Klassische Diktaturen, faschistische oder kommunistische, gibt es heutzutage kaum noch. Die Ausnahme bildet Nordkorea mit dem Obersten Führer Kim Jong Un. "Was wir in letzter Zeit sehr viel stärker beobachten, ist ein allmählicher Übergang einer normalen Demokratie in autoritäre Strukturen, die dann möglicherweise in eine Diktatur abgleiten", warnt Wirsching. In Russland, Ungarn und der Türkei würden die demokratischen Spielregeln heimlich still und leise untergraben. Die Justiz wird auf Regierungslinie gebracht, die Meinungs- und Pressefreiheit eingeschränkt

"Wenn man das alles zusammennimmt, gibt es sehr viele unterschiedliche Typen von politischen Regimen, die diktatorischen Charakter haben", erklärt Wirsching und macht deutlich, dass "sehr viele Menschen unter solchen Regimen leben müssen". Man müsse deshalb über diese unterschiedlichen Ausprägungen reden. "Nach meiner Kenntnis gibt es auch in der politikwissenschaftlichen Forschung keinen klaren Konsens darüber, was wir heute Diktatur nennen oder nicht."
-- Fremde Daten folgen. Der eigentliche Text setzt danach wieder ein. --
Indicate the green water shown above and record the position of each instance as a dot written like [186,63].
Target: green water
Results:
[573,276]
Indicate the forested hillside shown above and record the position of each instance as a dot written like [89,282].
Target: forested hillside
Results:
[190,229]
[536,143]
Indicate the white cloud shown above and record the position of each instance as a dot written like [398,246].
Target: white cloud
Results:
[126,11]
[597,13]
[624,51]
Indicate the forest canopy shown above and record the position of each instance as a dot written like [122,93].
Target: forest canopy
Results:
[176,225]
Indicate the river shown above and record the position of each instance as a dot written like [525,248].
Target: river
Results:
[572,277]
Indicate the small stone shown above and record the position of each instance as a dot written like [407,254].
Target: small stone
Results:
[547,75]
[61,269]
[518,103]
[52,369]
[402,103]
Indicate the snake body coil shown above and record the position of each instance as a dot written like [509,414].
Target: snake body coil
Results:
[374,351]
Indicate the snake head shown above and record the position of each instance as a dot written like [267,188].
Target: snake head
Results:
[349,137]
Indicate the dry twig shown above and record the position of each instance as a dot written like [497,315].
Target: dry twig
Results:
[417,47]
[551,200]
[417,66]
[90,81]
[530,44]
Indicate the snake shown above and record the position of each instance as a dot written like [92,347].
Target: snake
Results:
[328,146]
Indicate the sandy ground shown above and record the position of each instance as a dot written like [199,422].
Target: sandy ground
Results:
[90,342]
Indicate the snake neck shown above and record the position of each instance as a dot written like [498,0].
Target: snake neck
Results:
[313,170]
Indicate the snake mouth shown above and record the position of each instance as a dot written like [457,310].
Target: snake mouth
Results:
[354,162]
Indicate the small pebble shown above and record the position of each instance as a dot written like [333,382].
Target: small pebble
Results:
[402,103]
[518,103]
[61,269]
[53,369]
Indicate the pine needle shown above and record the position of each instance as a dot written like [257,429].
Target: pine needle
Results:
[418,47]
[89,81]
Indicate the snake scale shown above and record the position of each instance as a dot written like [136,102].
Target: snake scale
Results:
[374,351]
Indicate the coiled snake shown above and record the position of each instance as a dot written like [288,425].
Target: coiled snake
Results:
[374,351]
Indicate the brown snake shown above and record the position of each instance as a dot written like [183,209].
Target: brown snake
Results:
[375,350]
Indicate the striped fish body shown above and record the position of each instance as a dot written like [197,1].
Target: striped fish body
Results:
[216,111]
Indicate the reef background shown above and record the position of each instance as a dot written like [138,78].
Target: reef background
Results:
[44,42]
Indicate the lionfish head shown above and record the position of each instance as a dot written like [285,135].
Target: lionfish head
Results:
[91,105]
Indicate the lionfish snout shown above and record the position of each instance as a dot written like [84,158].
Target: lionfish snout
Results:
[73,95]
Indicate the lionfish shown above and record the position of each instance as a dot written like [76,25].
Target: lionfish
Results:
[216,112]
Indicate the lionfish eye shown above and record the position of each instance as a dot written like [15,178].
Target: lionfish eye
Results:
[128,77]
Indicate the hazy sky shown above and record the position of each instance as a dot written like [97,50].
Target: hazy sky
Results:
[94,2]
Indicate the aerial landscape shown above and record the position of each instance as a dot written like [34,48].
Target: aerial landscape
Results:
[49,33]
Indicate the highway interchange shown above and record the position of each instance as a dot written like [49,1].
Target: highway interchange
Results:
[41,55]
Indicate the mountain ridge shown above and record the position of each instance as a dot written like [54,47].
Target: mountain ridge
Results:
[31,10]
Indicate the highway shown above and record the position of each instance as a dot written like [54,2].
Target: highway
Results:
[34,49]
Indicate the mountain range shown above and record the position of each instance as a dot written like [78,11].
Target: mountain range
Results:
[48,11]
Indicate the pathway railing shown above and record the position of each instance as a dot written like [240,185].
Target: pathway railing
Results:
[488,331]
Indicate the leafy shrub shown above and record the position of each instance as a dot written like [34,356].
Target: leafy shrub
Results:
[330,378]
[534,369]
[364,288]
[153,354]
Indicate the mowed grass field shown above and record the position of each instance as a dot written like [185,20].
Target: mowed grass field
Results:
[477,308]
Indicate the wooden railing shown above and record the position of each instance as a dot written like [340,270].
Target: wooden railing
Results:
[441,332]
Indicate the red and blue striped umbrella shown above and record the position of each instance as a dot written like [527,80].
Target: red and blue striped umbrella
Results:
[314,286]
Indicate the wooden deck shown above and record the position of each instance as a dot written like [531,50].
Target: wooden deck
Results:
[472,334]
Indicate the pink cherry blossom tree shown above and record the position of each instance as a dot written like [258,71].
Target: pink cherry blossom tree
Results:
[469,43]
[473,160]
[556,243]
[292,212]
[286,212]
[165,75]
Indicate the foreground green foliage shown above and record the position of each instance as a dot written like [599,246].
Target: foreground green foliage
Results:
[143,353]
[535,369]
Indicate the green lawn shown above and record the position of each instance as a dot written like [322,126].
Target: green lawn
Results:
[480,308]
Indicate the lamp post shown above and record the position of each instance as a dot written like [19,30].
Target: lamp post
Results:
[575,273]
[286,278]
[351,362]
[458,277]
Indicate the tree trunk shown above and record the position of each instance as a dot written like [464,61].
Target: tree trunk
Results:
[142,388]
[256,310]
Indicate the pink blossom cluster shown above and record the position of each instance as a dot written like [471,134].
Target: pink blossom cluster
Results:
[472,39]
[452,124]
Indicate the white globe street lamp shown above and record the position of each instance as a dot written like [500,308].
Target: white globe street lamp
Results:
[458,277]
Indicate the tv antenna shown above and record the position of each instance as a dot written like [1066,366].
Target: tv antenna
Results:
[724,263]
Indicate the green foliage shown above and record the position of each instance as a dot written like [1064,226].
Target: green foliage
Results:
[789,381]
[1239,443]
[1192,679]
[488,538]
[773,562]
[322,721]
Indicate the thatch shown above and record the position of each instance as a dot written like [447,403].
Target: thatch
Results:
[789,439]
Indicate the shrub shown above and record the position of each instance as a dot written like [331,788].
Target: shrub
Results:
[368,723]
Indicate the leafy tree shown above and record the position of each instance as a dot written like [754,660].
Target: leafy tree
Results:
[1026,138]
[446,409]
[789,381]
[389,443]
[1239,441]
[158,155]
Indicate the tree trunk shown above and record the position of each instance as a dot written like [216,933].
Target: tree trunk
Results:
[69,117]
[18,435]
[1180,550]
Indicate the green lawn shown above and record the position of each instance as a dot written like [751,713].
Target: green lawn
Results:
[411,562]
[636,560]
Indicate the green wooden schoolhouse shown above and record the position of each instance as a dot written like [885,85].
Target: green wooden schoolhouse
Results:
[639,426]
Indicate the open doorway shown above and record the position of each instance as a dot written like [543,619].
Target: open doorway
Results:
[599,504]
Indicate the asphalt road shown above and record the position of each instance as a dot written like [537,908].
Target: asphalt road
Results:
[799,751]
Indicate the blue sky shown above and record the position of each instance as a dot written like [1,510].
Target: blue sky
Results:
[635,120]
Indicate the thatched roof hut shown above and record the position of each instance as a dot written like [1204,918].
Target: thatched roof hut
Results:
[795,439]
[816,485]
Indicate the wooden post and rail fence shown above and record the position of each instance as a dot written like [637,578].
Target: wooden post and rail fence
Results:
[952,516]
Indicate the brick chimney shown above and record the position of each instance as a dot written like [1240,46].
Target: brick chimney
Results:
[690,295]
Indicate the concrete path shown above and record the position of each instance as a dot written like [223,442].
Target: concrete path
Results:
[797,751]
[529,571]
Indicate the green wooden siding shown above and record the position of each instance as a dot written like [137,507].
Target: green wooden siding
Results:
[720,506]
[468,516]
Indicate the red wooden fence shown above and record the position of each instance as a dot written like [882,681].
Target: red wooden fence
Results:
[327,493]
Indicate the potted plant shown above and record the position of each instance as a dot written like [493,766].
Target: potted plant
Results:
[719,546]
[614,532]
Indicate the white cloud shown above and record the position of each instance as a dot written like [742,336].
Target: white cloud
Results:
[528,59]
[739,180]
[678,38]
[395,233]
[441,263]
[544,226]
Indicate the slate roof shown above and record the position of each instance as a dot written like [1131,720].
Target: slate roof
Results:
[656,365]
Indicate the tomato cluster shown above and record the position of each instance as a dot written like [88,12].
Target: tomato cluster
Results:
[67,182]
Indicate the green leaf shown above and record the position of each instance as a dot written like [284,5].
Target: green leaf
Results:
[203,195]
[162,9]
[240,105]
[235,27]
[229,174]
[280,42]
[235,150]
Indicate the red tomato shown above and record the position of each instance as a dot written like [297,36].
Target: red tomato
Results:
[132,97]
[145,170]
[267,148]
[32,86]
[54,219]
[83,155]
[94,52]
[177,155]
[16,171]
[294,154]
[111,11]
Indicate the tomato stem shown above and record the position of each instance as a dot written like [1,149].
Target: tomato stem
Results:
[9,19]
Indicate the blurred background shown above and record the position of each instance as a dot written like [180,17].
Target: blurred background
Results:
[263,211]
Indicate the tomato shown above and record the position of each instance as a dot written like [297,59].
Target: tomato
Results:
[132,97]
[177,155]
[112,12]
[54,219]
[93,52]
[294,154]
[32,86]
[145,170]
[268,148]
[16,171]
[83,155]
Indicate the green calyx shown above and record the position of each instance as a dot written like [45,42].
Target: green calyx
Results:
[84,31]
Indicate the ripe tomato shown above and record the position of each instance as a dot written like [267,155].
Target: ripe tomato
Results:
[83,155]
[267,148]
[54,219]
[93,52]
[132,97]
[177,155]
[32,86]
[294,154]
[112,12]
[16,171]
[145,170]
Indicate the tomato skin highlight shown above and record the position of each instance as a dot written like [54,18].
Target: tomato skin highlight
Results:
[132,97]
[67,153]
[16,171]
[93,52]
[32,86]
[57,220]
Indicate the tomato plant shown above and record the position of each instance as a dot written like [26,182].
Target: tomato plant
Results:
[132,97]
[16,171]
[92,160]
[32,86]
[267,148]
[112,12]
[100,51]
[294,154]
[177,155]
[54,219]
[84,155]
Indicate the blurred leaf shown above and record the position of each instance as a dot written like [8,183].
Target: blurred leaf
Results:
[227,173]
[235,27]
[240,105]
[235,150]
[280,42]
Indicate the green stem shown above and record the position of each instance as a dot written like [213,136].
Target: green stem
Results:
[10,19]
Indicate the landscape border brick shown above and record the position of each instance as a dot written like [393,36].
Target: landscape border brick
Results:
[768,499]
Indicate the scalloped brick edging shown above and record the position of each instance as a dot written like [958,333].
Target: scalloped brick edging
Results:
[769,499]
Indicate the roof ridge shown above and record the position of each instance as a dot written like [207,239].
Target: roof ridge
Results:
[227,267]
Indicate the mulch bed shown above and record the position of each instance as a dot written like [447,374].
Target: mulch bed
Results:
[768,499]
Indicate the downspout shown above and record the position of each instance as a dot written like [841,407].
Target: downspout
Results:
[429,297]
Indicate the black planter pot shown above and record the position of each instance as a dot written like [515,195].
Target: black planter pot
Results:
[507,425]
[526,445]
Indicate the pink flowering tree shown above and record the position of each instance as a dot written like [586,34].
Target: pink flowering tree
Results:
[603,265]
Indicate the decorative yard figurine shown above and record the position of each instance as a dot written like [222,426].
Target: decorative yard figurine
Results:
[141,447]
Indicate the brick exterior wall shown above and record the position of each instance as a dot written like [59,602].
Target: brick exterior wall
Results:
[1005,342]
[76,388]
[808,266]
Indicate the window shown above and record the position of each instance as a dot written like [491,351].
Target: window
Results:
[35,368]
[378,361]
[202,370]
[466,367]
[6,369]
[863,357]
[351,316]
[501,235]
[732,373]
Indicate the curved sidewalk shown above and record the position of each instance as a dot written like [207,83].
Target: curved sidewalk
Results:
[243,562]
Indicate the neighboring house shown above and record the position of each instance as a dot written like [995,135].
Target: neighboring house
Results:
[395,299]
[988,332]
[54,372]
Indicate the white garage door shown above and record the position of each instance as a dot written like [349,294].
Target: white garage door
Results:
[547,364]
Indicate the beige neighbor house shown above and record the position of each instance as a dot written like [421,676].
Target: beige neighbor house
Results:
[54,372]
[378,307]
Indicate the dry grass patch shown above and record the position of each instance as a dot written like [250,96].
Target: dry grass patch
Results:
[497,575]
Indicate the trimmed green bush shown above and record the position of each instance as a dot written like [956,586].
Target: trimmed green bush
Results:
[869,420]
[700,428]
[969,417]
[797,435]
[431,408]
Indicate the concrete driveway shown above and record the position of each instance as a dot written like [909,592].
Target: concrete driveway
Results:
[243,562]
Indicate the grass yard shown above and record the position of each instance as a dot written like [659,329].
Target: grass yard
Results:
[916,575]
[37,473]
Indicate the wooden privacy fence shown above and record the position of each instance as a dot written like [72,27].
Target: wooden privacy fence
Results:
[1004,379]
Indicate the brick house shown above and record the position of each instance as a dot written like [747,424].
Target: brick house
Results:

Die Forschungsabteilung des britischen "Economist" schreibt, dass mehr als ein Drittel der Weltbevölkerung gegenwärtig in einer Diktatur lebt. In ihrem Demokratie-Index, den die Wochenzeitung jedes Jahr erstellt, wurden 54 Staaten als autoritäre Regime gelistet. Andreas Wirsching findet solche Listen unpassend. Dafür sei der Diktaturbegriff einfach zu weit gefasst. Und leichtfertig sollte man damit auch nicht umgehen: "Welches sind die 20 schlimmsten Diktaturen weltweit? Wie viele Diktatoren gibt es noch? Es gibt verschiedene Beobachtungsposten, die im Internet präsent sind. Ich finde es sehr schwierig, da eine feste Zahl zu sagen."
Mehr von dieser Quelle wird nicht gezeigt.